Wpis z mikrobloga

Hej

Wraz z moją dziewczyną zamierzam skorzystać z usług @sorek

Dużo jest opinii, tych pozytywnych i negatywnych. Chciałbym poznać opinie tych co są teraz na miejscu w #uk #barnsley , odpowiedzi takie jak to, że sorek zarabia na polaczkach, czy że można taniej znaleźć mnie nie interesują bo nikt za darmo nie będzie latał wokół kogoś, a o tym, że można taniej dostać też wiem, jednak to będzie nasz pierwszy wyjazd do Anglii. Co chciałbym się dowiedzieć?

- czy łatwo dostać prace? ( obaj wykształcenie średnie, mój angielski to podstawa, jej dobry, ja całe życie prace biurowe, ona świeżo po zakończeniu edukacji, rok pracy na magazynie)

- czy jak się ma tą prace to dostaje się tą minimalną krajową , czy coś tam pobierają? Jak się pracuje w Anglii przez agencje to tez minimalna krajowa, czy mniej?

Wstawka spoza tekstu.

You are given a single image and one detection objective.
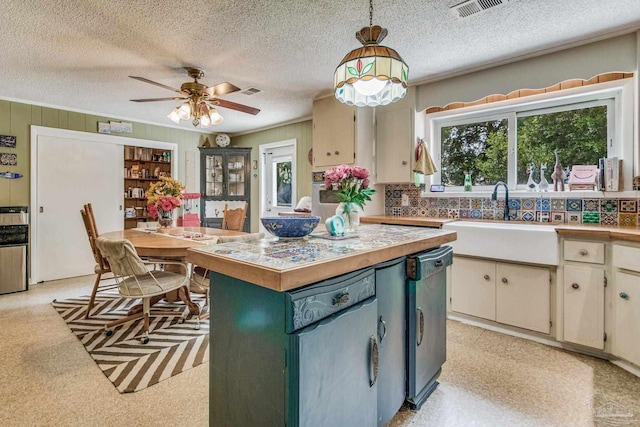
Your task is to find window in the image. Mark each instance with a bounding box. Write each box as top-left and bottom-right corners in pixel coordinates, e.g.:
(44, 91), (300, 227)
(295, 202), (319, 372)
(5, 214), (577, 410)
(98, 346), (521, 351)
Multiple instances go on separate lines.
(429, 80), (631, 192)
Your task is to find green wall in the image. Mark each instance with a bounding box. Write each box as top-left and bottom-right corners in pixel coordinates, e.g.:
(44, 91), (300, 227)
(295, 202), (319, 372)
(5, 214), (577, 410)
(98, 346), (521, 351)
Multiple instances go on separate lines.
(0, 99), (213, 206)
(231, 120), (313, 231)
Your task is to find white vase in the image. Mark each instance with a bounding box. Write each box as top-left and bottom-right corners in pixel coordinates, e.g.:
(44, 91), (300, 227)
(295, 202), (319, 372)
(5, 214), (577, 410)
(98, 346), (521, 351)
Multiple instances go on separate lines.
(336, 202), (361, 233)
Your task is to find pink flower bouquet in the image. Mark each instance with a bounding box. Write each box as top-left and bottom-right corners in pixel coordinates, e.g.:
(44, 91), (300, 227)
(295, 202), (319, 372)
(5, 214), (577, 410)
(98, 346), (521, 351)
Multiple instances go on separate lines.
(324, 164), (375, 209)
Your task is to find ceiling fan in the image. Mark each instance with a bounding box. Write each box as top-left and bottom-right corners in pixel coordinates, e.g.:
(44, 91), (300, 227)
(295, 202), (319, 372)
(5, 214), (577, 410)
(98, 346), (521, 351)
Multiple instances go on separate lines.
(129, 67), (260, 128)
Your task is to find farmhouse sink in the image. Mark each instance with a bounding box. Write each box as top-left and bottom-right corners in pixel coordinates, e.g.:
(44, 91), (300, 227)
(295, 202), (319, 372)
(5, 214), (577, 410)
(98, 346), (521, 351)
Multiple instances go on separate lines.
(441, 221), (559, 265)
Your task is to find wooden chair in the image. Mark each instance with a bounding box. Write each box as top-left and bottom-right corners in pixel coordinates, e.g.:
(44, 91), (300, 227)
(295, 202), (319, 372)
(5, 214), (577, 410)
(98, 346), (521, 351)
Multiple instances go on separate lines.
(95, 237), (189, 344)
(190, 232), (264, 328)
(221, 202), (248, 231)
(81, 203), (117, 319)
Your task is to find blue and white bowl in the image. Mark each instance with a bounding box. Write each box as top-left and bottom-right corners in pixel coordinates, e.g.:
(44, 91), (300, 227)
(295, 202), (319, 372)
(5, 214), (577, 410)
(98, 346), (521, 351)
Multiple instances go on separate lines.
(260, 216), (320, 238)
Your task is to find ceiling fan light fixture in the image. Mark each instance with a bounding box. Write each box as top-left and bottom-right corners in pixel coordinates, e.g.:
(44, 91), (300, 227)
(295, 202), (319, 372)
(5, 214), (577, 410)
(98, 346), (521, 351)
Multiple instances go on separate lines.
(200, 113), (212, 128)
(178, 102), (192, 121)
(334, 0), (408, 107)
(167, 108), (181, 124)
(209, 108), (224, 125)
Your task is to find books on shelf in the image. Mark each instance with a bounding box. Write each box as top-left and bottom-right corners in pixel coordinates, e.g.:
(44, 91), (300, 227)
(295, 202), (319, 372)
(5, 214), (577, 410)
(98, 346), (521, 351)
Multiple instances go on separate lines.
(604, 157), (622, 192)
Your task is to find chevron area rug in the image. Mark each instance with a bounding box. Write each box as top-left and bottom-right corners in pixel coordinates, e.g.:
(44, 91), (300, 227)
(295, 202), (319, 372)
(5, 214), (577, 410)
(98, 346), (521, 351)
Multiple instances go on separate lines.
(52, 290), (209, 393)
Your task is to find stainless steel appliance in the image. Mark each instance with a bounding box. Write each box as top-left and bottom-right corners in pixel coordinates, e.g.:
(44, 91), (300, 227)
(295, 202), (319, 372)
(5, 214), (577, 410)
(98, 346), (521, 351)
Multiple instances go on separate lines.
(406, 245), (453, 410)
(311, 171), (340, 222)
(0, 206), (28, 295)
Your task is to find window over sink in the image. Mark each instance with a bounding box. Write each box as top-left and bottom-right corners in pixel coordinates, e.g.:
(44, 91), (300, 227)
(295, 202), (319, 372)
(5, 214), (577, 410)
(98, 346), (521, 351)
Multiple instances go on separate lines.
(429, 78), (633, 192)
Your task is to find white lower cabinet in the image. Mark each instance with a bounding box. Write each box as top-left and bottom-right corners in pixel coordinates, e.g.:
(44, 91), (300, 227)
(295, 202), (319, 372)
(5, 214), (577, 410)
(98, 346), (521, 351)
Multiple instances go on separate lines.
(451, 257), (550, 334)
(563, 265), (605, 349)
(612, 270), (640, 367)
(450, 257), (495, 320)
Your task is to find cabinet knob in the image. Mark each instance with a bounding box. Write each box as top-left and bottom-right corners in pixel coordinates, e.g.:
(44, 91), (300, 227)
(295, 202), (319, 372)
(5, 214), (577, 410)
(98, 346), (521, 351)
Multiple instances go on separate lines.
(402, 160), (408, 166)
(334, 151), (340, 155)
(579, 249), (589, 256)
(326, 152), (331, 156)
(484, 274), (490, 280)
(501, 277), (508, 284)
(571, 283), (580, 289)
(620, 292), (629, 300)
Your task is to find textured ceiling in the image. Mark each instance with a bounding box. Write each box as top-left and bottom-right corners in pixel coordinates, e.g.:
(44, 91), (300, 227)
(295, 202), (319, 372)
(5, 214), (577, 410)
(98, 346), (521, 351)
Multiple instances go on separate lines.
(0, 0), (639, 135)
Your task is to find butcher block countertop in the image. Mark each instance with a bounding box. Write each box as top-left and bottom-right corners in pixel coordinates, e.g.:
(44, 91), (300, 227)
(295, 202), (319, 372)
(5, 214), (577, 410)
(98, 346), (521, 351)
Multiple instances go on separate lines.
(360, 215), (455, 227)
(186, 224), (456, 292)
(361, 216), (640, 243)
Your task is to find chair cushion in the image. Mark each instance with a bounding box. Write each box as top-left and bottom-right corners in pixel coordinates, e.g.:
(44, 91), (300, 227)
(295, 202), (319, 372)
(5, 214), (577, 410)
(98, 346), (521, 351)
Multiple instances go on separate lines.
(119, 271), (188, 297)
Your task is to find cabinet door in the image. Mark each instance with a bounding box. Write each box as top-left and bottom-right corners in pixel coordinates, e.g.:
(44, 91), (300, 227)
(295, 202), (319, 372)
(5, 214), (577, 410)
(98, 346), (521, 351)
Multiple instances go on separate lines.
(613, 271), (640, 367)
(375, 258), (406, 427)
(450, 257), (496, 320)
(496, 263), (550, 334)
(313, 96), (356, 167)
(563, 265), (605, 349)
(376, 108), (412, 183)
(292, 298), (378, 427)
(203, 152), (224, 197)
(414, 268), (447, 396)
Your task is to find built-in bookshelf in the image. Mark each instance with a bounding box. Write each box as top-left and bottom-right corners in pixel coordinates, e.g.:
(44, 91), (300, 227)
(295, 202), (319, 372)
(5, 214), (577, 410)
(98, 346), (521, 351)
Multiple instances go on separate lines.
(123, 145), (173, 229)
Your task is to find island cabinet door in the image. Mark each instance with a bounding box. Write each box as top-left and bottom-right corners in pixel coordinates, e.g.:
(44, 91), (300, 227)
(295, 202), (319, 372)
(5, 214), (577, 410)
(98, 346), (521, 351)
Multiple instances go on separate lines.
(289, 298), (378, 427)
(406, 245), (452, 410)
(375, 257), (407, 427)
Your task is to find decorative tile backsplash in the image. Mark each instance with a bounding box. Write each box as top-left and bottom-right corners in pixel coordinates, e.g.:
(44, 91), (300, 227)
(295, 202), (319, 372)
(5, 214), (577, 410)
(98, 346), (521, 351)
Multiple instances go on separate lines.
(384, 184), (640, 226)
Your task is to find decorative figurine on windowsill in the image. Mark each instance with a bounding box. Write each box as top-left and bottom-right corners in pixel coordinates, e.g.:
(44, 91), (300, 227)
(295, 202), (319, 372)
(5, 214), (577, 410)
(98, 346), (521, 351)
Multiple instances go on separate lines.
(551, 149), (567, 192)
(526, 163), (538, 191)
(539, 163), (549, 192)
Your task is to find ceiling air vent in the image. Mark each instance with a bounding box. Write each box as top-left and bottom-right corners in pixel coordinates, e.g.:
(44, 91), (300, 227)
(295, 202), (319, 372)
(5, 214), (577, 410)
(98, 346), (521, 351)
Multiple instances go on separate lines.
(451, 0), (510, 18)
(241, 87), (262, 95)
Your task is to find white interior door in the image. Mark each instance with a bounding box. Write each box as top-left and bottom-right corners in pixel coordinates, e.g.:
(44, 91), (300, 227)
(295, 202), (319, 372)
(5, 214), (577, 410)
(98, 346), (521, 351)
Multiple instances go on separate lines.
(260, 140), (297, 220)
(36, 135), (123, 282)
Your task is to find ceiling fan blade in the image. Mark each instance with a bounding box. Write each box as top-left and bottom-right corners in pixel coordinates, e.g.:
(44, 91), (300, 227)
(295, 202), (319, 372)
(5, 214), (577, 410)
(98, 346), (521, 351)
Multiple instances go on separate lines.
(129, 76), (183, 94)
(213, 99), (261, 115)
(205, 82), (241, 97)
(130, 97), (188, 102)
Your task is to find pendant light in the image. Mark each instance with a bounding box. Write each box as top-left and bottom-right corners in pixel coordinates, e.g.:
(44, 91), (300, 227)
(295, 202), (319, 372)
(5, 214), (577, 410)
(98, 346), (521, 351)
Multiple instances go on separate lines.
(334, 0), (409, 107)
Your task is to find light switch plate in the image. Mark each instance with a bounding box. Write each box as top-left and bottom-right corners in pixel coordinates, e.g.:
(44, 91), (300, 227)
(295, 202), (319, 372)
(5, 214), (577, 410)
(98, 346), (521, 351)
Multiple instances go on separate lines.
(401, 193), (409, 206)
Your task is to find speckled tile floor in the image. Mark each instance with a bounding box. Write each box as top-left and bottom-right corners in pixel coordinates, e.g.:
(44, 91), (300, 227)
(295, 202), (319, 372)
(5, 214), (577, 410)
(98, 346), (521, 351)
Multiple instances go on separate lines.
(1, 276), (639, 427)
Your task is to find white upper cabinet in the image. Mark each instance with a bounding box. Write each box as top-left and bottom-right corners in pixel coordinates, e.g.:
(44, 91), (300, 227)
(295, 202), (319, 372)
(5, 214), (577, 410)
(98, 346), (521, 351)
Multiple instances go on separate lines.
(312, 96), (356, 168)
(375, 87), (421, 184)
(376, 108), (413, 183)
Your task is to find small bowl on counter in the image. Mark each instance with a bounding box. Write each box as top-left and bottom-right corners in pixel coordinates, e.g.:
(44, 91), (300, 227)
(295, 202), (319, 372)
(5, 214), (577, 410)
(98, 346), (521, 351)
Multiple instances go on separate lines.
(261, 216), (320, 239)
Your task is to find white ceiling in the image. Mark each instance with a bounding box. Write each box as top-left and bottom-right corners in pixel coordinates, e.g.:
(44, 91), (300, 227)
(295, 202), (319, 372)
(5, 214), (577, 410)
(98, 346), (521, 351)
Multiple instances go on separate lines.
(0, 0), (639, 135)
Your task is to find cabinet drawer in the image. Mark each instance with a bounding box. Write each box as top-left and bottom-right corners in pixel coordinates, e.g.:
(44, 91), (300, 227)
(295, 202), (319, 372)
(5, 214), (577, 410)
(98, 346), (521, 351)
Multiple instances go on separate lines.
(564, 240), (605, 264)
(613, 245), (640, 272)
(285, 268), (375, 333)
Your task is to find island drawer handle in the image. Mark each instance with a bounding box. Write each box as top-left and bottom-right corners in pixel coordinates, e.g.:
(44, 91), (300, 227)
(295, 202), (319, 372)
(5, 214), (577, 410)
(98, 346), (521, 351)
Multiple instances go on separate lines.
(484, 274), (490, 280)
(571, 283), (580, 289)
(620, 292), (629, 300)
(332, 293), (350, 305)
(369, 336), (379, 387)
(579, 249), (589, 256)
(416, 307), (424, 346)
(378, 316), (387, 343)
(435, 260), (443, 267)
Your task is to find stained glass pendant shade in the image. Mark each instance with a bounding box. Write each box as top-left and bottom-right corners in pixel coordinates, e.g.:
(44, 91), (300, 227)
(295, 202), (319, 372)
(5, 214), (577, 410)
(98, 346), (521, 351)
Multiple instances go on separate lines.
(334, 2), (408, 107)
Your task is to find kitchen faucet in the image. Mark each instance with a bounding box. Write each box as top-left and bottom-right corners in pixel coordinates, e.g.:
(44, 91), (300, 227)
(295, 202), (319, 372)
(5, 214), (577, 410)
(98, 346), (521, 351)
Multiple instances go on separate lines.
(491, 181), (510, 221)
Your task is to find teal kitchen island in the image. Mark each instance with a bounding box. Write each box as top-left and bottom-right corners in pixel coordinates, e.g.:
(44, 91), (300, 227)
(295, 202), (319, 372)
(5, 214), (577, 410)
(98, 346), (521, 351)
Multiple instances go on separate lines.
(187, 224), (456, 427)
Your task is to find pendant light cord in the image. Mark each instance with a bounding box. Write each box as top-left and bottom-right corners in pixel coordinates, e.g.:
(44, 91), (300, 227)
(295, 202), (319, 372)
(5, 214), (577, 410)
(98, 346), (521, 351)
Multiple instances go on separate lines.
(369, 0), (374, 26)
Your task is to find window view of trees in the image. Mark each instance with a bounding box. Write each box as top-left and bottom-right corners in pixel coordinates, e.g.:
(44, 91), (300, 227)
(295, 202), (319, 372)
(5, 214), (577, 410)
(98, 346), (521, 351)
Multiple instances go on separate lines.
(439, 105), (607, 188)
(441, 119), (508, 186)
(516, 106), (607, 184)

- jak oceniacie Polonie w Barnsley ? Współpracę z Sorkiem?

Zaznaczam, że celem naszego przyjazdu jest nie tyle co kwestia finansowa co zdobycie nowego doświadczenia, podreperowanie języka angielskiego, dziewczyna myśli o studiach w #uk , także raczej traktujemy to w kategoriach przygody, z tym, że za coś trzeba się utrzymać stad pytania o prace, a jeśli jeszcze istnieje ten mityczny dobrobyt na zachodzie i będzie szło coś odłożyć na czarną godzinę tym lepiej.

Liczymy najbardziej na odpowiedzi ludzi co są obecnie na miejscu i najbardziej znają obecne panujące realia.

PS: nic o Brexicie i tym, ze angielska policja może nas rozstrzelać w lesie ;) mimo wszystko zaryzykujemy :)

#sorek #praca #uk #barnsley #emigracja #emigrujzwykopem
  • 76
@Trader888: napisz do sorka na pw wszystko ci napisze co i jak.
Jestem tu od miesiąca, wszystko co pisał mi sorek na pw sprawdziło się praktycznie w 100% na miejscu, od transportu z lotniska do mieszkania i znalezieniem pracy.
@piwniczak

Myślałem o Londynie, ale nie wiem, czy dalibyśmy radę tak odrazu bez takiego gościa jak sorek + te miasto jest chyba przesycone tym wszystkim i mimo teoretycznie większych możliwości to w Barnsley, czy innym mniejszym mieście w praktyce może być łatwiej. Londyn też mi się źle widzi pod kątem bezpieczeństwa, wiadomo, że żyjemy w czasach terroryzmu i tam jest chyba największe stężenie ciapatych i szans na jakieś akcje zagrażające życiu. O
@Trader888: Hmm a cos takiego jak Basildon? duzo taniej niz w Londynie, gowno-praca na miejscu jest podobna jak w Barnsley, a jak juz sie ulozysz to mozna wsiasc w pociag i centum londynu byc w 35 minut zeby do pracy isc
@Dewss

Te magazyny to na całym świecie chyba ustawione na wyzysk :p

Trzeba od czegoś zacząć i mimo, że doświadczenie mam np biurowe to język jest przeszkodą dla mnie, dziewczyna odwrotnie: język okej, małe doświadczenie.

Gówno-praca zawsze spoko na start, tyle żeby nie wyszła bokiem i nie zraziła. Fajnie byłoby gdzieś się zaczepić na starcie po znajomości, ale o to ciężko.
@Trader888: nie, mniej niż min ci nie dadzą, ale w najgorszych agencjach potrafią dać pracę na telefon czyli dostajesz smsa bądź telefoniczny wieczorem czy firma cie potrzebuje czy nie. Wtedy możesz niewiele przepracować w tygodniu. Ale naprawdę nie jest to większość przypadków, a wręcz jest to taki margines.